Lappin Has Strong Gay Support on East Side

In race to succeed Giff Miller, Democrat pro-LGBT, Republican wins Times nod

The hotly contest City Council race in District 5 on Manhattan’s East Side pits Democrat Jessica Lappin, former chief of staff to Speaker Gifford Miller, the current councilmember there, against Republican Joel Zinberg, a cancer surgeon.

Lappin is endorsed by the Gay and Lesbian Independent Democrats, the Stonewall Democratic Club, the Jim Owles Liberal Democratic Club, and the Empire State Pride Agenda, as well as virtually every Democratic elected official of consequence, including out Senator Tom Duane, Assemblyman Daniel O’Donnell, and Councilwoman Christine Quinn, all three of them openly gay or lesbian. Lappin has the support of two former mayors, Ed Koch and David Dinkins, who rarely agree on anything. Her run is also strongly backed by labor unions.

Zinberg won the support of the local Log Cabin Republicans, but he does not mention LGBT or AIDS issues on his Web site—as Lappin does on hers—and did not return repeated phone calls seeking his views. He is endorsed by The New York Times and the New York Post and rated as “preferred” by Citizens Union, a nonpartisan good government advocacy group.

In a district where Republican Mayor Michael Bloomberg is popular, Zinberg hopes to ride his coattails and associates himself with former Mayor Rudy Giuliani as well. Lappin has refused to endorse Democratic mayoral candidate Freddy Ferrer, saying that neither mayoral candidate has asked for her endorsement.

Asked, “Who would make a better mayor?” Lappin responded, “I’m not going to answer that.”

Dirk McCall, president of the Stonewall club, said, “Jessica’s been there for us on every single LGBT issue and she’s going to be a great councilmember.” He cited in particular her “working closely with all the clubs” on the Dignity in All Schools Act, an anti-bullying, anti-harassment measure Bloomberg refuses to enforce, and the Equal Benefits Law, which would require city contractors to offer identical benefits to same-sex and married couples and which the mayor is in court seeking to invalidate.

“My opponent doesn’t seem to be a progressive Republican,” Lappin said. “He seems to be a real Republican. I’ve never heard him speak on LGBT issues.”

Zinberg does have the support of Republican Women for Choice, but Lappin got the nod of the New York chapters of the National Abortion Rights Action League and the National Organization for Women.

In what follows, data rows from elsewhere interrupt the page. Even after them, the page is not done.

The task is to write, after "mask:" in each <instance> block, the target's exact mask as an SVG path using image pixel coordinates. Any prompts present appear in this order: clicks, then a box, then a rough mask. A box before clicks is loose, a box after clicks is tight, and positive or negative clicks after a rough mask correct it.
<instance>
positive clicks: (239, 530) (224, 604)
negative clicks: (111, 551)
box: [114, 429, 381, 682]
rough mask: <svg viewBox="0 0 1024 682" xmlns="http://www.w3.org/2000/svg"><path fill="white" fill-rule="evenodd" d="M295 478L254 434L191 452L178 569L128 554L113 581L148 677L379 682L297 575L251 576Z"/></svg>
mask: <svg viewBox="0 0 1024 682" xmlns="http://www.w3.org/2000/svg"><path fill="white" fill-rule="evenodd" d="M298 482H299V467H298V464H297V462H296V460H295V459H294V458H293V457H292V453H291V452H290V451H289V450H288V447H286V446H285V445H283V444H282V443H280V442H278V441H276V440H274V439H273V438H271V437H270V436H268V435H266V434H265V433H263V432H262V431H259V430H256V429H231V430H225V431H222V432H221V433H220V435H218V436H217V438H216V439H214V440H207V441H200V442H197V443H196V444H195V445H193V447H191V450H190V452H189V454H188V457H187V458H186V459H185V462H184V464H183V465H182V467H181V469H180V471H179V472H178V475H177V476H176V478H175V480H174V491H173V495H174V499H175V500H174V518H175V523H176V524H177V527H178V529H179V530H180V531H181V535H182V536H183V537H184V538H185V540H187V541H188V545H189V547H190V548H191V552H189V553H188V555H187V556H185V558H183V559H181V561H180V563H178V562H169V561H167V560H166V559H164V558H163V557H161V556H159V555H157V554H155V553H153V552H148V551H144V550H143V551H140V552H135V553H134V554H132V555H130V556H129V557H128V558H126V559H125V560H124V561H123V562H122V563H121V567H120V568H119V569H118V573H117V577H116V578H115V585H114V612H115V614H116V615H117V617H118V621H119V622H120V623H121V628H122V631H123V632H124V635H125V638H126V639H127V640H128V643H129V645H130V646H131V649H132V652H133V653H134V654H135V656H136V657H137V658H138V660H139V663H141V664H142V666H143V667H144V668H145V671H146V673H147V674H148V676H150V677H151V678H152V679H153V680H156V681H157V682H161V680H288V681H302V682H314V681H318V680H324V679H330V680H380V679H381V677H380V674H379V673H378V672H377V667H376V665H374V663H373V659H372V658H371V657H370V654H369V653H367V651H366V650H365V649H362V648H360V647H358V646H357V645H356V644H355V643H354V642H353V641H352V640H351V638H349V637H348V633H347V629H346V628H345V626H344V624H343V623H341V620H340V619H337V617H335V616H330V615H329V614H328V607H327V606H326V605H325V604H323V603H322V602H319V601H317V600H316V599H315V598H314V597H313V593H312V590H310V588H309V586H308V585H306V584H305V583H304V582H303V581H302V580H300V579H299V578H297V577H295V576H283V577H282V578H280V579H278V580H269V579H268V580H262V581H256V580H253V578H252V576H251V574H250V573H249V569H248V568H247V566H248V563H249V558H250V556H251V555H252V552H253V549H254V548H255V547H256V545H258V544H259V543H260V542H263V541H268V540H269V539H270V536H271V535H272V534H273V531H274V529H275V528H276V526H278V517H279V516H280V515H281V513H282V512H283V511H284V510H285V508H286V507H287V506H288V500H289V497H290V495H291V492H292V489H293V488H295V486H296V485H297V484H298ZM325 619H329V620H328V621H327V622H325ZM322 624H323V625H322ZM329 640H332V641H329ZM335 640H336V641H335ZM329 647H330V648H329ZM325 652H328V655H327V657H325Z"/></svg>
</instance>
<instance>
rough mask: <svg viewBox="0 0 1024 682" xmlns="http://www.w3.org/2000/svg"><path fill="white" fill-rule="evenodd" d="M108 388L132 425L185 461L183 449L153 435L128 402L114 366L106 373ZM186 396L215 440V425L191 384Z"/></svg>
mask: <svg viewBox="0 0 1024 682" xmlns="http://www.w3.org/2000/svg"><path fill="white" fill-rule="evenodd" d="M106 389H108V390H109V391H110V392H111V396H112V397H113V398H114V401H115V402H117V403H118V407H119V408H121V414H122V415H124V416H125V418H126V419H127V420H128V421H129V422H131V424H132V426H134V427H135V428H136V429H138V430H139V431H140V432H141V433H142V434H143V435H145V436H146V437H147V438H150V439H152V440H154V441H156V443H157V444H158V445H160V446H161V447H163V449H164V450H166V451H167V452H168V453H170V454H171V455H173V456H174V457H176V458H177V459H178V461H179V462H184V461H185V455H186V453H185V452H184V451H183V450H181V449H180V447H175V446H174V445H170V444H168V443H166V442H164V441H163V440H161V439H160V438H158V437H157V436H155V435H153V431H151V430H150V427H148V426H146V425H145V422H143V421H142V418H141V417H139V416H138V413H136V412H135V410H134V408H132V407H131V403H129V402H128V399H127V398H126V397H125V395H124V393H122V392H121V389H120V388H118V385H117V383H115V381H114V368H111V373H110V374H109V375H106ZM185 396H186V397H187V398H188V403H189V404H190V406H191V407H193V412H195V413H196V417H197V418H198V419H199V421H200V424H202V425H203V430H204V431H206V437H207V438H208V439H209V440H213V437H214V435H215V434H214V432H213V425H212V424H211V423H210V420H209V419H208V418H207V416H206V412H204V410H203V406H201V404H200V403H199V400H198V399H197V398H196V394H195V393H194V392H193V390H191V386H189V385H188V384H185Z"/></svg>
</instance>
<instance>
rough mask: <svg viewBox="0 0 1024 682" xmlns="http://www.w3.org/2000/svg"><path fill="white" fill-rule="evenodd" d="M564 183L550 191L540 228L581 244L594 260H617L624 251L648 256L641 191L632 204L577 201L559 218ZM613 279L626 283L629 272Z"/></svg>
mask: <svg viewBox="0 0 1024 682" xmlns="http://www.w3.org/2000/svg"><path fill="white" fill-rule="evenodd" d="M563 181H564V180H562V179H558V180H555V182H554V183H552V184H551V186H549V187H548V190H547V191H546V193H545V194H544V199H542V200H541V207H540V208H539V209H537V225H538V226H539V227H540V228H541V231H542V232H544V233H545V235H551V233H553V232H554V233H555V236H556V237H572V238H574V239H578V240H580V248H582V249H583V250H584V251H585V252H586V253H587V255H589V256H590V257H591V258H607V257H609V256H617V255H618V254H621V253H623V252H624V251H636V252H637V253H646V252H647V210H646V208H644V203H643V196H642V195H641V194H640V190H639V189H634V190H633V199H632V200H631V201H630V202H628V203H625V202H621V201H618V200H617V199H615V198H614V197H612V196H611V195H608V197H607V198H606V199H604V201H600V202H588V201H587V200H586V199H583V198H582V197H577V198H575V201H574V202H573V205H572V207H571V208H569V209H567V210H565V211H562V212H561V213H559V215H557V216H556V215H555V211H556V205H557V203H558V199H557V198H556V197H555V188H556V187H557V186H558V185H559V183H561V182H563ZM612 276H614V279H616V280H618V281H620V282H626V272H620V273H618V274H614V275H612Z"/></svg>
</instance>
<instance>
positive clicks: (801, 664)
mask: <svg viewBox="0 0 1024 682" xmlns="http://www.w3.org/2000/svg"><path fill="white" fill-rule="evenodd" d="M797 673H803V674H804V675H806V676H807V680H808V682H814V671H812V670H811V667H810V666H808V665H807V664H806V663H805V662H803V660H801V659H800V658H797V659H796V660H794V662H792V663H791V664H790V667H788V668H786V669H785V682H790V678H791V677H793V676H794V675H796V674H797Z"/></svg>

Lappin is committed to “getting all city agencies to treat domestic partners the same as spouses,” urging Bloomberg to drop his appeal of a February court order directing the city to issue same-sex marriage licenses, and she wants “to make sure homeless LGBT youth have safe places to go.”

Zinberg is also running on the Liberal Party and Independence Party lines. Lappin has the Working Families Party behind her.

Transcripts of the debates between the two do not touch on LGBT and AIDS issues. Zinberg largely stressed his “real world experience,” Lappin her “record in the community.”

The Times endorsement of Zinberg read, “The Council could use more legislators from fields outside the usual ones of politics, law, and social services,” but acknowledged Lappin “has the advantage of knowing the inner workings of the Council and its players.”